A Investigação e o “Modus Operandi”
A detenção ocorreu após uma investigação de vários meses, desencadeada por uma denúncia anónima que apontava para comportamentos inapropriados dentro do consultório. Segundo fontes ligadas à investigação, a médica utilizava-se da sua posição de autoridade e da confiança estabelecida na relação médico-paciente para iniciar os contactos de natureza sexual.
Durante as buscas realizadas na sua residência e na clínica onde exercia funções, a polícia apreendeu dispositivos eletrónicos (computadores e discos externos) que conteriam dezenas de ficheiros de vídeo.

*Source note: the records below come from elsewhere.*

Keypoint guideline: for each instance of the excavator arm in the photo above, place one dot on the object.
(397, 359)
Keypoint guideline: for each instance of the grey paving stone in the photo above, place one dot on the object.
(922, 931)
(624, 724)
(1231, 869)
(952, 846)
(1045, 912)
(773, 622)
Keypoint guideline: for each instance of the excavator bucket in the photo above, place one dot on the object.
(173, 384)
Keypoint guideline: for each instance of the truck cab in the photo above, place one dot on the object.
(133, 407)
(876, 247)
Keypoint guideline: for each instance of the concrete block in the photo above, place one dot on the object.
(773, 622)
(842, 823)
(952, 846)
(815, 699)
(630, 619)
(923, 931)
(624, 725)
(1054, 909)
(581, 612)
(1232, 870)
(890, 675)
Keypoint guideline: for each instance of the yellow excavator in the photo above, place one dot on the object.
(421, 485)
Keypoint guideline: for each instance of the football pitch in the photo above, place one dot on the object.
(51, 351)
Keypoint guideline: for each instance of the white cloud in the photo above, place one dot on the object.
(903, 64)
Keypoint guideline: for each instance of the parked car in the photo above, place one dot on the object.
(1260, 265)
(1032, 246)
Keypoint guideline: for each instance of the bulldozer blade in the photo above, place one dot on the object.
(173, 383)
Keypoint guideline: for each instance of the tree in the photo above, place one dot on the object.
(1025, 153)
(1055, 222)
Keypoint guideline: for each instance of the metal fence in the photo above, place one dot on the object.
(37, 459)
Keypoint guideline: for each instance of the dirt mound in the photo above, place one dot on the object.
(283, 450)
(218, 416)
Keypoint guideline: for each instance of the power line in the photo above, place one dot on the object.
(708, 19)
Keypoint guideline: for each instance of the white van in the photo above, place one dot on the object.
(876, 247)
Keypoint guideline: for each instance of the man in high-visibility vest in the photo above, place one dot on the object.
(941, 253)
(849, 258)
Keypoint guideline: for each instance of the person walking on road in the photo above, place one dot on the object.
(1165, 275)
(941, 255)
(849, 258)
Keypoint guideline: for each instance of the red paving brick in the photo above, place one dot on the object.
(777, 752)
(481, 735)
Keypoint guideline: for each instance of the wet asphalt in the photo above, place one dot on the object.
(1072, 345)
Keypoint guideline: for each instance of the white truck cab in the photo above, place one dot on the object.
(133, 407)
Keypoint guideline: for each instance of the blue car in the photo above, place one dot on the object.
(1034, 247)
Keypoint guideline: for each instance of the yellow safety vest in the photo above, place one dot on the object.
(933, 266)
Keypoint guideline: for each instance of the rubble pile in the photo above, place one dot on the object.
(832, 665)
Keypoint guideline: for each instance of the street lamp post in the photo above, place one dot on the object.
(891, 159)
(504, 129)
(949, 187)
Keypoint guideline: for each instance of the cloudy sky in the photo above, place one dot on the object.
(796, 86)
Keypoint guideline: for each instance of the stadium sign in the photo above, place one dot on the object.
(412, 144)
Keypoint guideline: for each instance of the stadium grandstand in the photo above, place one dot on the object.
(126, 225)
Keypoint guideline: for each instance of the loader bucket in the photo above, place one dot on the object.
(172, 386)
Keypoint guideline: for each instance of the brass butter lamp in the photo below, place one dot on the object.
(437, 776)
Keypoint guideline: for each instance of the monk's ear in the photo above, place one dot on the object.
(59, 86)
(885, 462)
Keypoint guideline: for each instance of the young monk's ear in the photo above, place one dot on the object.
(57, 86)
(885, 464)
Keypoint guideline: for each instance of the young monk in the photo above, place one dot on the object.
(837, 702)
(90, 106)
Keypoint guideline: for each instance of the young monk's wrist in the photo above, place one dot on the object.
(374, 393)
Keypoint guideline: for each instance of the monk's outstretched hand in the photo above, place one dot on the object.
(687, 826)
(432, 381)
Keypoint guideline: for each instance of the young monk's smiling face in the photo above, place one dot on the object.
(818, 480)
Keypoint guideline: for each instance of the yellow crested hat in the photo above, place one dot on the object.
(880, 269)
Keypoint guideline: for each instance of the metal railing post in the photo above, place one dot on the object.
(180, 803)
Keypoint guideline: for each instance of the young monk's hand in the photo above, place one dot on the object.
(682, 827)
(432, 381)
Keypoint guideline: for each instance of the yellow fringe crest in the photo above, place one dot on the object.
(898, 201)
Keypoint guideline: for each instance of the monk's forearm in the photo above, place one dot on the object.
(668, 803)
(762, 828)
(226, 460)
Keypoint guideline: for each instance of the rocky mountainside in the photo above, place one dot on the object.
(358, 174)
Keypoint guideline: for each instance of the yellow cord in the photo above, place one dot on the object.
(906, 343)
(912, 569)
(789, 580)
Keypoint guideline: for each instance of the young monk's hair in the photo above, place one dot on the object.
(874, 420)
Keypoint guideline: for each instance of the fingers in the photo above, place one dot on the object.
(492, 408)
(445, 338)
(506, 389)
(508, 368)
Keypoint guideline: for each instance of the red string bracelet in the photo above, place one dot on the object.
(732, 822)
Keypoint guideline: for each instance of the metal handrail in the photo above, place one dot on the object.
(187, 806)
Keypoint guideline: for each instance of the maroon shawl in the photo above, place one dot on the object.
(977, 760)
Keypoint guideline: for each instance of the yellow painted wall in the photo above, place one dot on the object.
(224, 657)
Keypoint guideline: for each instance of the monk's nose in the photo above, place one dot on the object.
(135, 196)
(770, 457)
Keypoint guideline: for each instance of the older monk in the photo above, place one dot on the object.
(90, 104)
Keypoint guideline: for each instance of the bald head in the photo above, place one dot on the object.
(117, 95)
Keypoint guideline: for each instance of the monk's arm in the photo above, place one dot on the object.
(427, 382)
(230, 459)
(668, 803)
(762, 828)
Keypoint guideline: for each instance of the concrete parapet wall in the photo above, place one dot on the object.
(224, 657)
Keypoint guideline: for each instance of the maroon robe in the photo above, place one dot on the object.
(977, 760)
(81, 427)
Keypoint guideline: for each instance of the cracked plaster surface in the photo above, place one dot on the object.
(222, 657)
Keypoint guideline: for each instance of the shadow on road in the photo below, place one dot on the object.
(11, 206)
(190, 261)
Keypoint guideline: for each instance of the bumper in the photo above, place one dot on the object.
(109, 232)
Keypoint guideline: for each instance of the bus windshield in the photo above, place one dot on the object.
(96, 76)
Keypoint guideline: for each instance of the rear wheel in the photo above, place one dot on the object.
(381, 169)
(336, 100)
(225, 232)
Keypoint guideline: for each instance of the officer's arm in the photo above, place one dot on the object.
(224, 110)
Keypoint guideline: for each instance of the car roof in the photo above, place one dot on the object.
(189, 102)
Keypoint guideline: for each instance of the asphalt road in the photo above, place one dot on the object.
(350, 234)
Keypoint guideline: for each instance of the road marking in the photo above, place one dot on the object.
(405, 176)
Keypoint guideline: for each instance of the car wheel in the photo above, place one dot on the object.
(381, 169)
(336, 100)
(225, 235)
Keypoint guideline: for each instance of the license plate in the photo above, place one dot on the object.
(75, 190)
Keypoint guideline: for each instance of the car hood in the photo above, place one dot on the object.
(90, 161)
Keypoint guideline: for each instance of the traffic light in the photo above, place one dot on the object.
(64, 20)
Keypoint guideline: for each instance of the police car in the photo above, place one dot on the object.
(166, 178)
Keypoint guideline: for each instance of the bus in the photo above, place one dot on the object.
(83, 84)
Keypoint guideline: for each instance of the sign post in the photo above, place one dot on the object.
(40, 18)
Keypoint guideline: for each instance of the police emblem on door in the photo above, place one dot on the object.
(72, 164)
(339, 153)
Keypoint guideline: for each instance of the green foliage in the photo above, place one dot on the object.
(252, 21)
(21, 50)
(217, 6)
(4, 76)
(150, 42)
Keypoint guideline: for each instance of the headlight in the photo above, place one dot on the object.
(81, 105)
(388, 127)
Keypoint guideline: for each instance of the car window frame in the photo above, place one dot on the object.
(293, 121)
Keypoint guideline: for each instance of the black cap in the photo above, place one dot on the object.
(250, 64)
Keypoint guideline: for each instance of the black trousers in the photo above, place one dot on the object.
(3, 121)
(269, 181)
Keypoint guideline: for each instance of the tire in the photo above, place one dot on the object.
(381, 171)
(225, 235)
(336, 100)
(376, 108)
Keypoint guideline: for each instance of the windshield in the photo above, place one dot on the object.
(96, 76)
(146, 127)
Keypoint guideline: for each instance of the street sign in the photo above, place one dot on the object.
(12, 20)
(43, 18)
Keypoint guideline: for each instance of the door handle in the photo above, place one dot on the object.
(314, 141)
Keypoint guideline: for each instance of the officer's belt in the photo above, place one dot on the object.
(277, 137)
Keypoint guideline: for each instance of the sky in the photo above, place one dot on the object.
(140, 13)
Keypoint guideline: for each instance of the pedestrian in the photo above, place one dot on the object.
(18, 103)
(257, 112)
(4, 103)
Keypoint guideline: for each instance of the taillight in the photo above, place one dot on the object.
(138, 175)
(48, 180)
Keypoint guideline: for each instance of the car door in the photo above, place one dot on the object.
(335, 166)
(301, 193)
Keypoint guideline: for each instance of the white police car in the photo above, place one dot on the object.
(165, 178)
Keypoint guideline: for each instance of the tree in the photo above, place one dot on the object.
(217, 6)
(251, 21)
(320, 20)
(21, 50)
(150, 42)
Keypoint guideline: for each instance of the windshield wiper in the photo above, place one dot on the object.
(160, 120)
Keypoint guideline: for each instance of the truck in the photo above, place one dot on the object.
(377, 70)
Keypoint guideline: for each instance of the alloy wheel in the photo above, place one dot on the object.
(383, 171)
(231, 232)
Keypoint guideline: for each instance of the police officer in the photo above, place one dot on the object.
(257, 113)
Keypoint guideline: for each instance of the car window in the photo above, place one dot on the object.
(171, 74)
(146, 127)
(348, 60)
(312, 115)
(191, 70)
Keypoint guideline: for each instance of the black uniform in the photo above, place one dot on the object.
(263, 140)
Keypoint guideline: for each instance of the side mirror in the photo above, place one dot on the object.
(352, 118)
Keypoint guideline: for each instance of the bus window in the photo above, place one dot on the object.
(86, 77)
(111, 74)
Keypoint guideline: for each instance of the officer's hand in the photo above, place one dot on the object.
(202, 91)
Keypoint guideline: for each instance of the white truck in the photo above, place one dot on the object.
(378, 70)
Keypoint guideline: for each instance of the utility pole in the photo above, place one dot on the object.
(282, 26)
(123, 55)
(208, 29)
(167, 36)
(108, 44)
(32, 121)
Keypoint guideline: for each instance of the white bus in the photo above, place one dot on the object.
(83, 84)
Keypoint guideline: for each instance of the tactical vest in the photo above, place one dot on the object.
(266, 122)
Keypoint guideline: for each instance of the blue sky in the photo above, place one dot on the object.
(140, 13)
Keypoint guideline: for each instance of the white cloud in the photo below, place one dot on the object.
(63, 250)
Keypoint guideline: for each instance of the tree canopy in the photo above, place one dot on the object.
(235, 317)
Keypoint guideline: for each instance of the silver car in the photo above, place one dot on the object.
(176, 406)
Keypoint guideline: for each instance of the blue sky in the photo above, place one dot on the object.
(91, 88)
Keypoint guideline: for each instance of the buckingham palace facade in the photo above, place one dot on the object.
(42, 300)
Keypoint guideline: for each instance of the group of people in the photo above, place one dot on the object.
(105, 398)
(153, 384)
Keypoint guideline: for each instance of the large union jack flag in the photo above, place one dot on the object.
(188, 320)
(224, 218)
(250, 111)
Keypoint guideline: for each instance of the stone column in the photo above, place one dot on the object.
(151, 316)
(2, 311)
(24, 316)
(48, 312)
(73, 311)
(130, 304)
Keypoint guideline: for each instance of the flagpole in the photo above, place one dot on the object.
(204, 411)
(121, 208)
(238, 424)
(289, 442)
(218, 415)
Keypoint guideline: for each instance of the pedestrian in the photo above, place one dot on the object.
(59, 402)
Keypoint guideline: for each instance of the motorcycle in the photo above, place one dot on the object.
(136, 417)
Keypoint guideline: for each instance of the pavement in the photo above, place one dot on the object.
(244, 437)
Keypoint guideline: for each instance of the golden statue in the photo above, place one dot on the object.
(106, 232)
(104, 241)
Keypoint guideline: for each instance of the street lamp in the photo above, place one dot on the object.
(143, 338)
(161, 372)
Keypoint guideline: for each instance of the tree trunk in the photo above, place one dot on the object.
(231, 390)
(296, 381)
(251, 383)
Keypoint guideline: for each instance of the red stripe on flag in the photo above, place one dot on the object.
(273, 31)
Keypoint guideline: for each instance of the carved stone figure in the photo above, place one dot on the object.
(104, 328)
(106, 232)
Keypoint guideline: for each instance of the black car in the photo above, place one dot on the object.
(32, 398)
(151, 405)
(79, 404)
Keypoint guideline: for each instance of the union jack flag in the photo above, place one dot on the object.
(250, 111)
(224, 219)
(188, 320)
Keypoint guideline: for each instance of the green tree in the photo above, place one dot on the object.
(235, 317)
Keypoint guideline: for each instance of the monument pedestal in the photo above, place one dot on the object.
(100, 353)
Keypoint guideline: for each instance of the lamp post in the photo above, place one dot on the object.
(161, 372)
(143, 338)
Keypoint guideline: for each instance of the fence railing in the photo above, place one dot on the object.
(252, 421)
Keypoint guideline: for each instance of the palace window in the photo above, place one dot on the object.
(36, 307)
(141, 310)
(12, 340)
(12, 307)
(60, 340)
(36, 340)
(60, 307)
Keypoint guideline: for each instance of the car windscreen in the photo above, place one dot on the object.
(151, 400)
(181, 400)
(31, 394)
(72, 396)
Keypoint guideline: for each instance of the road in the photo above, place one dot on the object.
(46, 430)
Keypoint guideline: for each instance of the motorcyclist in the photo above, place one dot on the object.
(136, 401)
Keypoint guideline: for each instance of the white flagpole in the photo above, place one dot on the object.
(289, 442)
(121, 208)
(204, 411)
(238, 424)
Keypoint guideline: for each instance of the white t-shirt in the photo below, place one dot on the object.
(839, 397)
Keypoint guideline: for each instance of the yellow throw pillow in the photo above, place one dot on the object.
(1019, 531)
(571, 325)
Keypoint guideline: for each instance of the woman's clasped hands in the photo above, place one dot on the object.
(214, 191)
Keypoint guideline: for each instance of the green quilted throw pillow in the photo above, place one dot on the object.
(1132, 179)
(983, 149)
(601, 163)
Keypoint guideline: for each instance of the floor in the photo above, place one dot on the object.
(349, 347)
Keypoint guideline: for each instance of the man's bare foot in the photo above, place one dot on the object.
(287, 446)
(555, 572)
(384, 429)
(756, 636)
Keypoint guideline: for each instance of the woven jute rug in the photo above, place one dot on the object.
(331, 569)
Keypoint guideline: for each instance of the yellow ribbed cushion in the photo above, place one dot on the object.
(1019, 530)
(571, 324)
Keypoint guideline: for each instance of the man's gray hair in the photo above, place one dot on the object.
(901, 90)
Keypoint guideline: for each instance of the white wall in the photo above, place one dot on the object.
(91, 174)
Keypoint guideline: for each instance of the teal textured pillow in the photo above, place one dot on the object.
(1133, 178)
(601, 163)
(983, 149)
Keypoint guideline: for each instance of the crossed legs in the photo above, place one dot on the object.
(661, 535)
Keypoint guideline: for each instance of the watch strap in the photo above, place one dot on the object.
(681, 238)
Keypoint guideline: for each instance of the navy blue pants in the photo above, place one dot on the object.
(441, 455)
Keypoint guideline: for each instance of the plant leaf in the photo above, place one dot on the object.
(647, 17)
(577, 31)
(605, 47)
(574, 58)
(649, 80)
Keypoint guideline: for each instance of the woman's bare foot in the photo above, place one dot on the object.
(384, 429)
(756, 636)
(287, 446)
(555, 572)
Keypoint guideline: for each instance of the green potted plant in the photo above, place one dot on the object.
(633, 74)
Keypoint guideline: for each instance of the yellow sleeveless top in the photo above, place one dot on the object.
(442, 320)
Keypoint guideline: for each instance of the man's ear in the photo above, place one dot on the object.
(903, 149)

As autoridades acreditam que as gravações eram feitas de forma oculta, o que pode agravar a moldura penal para crimes de violação da privacidade e exposição ilícita.
Reações e Consequências Profissionais
A Ordem dos Médicos já reagiu ao incidente, anunciando a suspensão imediata da licença da profissional enquanto decorre o processo disciplinar interno. Em comunicado, a instituição afirmou que “tais atos, a confirmarem-se, representam uma traição imperdoável ao juramento de Hipócrates e aos princípios fundamentais da medicina”.
Pontos-chave do caso:
- Vulnerabilidade das Vítimas: Algumas das vítimas estariam sob efeito de medicação ou em estados de fragilidade emocional no momento dos atos.
- Provas Digitais: O material apreendido será submetido a perícia informática para determinar se houve partilha destes conteúdos na internet ou em redes de exploração.
- Pena Prevista: A suspeita poderá enfrentar vários anos de prisão por crimes que combinam abuso de profissão, coação e crimes contra a honra.
Próximos Passos Judiciais
A detida será presente a um juiz de instrução criminal nas próximas 24 horas para a aplicação das medidas de coação. O Ministério Público apela a que outros possíveis lesados entrem em contacto com as autoridades para ajudar a fundamentar a acusação.